И он сбежал по ступеням террасы и завернул за дом и выскочил по выступавшим корням инжирного дерева на плато, принадлежавшее саду, и в густом, в душном влажном воздухе зашагал вдоль ряда круглых деревьев, как будто действительно слышал зов и шел на зов. И не удивился, когда она его окликнула.
Она стояла на коленях под деревом и не улыбалась, видимо, следила за ним издалека. В ее руке был полиэтиленовый пакет. Она без улыбки поманила его: посмотрите! Что здесь за дерево! Его ветки растут не от земли, а шатром! Войти можно! Укрыться! Быть там! Ну? Ну же!
Харламов приблизился. Это дерево и стало для них шатром.
«Где ты? Где ты?» — звал он ее теперь в любое время дня и слышал сердитое: а ты где? И немедленно отправлялся искать и сразу находил у прудов ли, у магазинчиков ли замысловатой местной галантереи, или на террасе кофейни возле причалов. Ни о чем не разговаривая, только взглядывая друг на друга почти недобрыми, почти враждебными глазами, они уходили гористым переулком, затем тропинкой, прилегающей к саду и задам дворов той улицы, где жили, мимо пожилой вахтерши в байковом халате, но при винтовке, к своему укрытию.
Казалось бы, зачем скрываться, они не дети, и нравы курортного города позволяли многое. Но, не сговариваясь, не обсуждая, они сделали мандариновое дерево единственным прибежищем встреч, тайным, диким, сырым, с пауками. И то ли это некомфортное укрытие прибавило к их отношениям толику враждебности, то ли, напротив, враждебность, после истории с кольцом терзавшая их, сама навязала это райское помещение, было неясно.
— Прости меня! — говорил он, мучимый необъяснимостью.
— За что? — сухо спрашивала она.
— За что-нибудь! — просил он, сознавая мнимую значительность их разговора.
— Хорошо, — говорила она насмешливо. — Сейчас будет дождь, я и это прощаю.

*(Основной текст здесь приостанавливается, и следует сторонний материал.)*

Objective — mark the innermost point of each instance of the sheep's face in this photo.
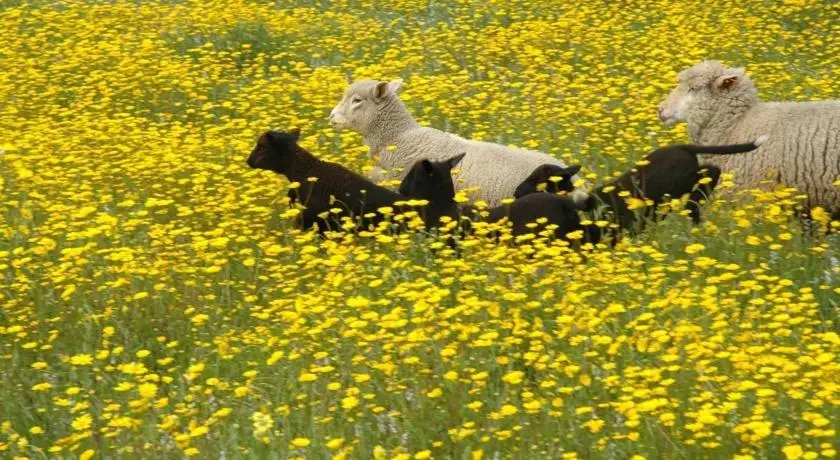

— Облака приходят и уходят, небо вечно, — мучаясь за себя и за нее, возражал он.
Однажды они обнаружили в своем раю поролоновый коврик. Это оскорбило их. Следовательно, место не было тайным. Следовательно, это не их личная пещера, и ничего не оставалось, как отказаться от нее навсегда.
Экспроприация
А работалось ему между тем просто бешено. Как охотник бежит за мелькающим в кустах рыжим, заметающим след хвостом лисицы, так и он бежал за всякий раз ускользающими и всякий раз возникающими перед ним небольшими задачами на листе, и именно эта погоня давала ему легкое и счастливое ощущение.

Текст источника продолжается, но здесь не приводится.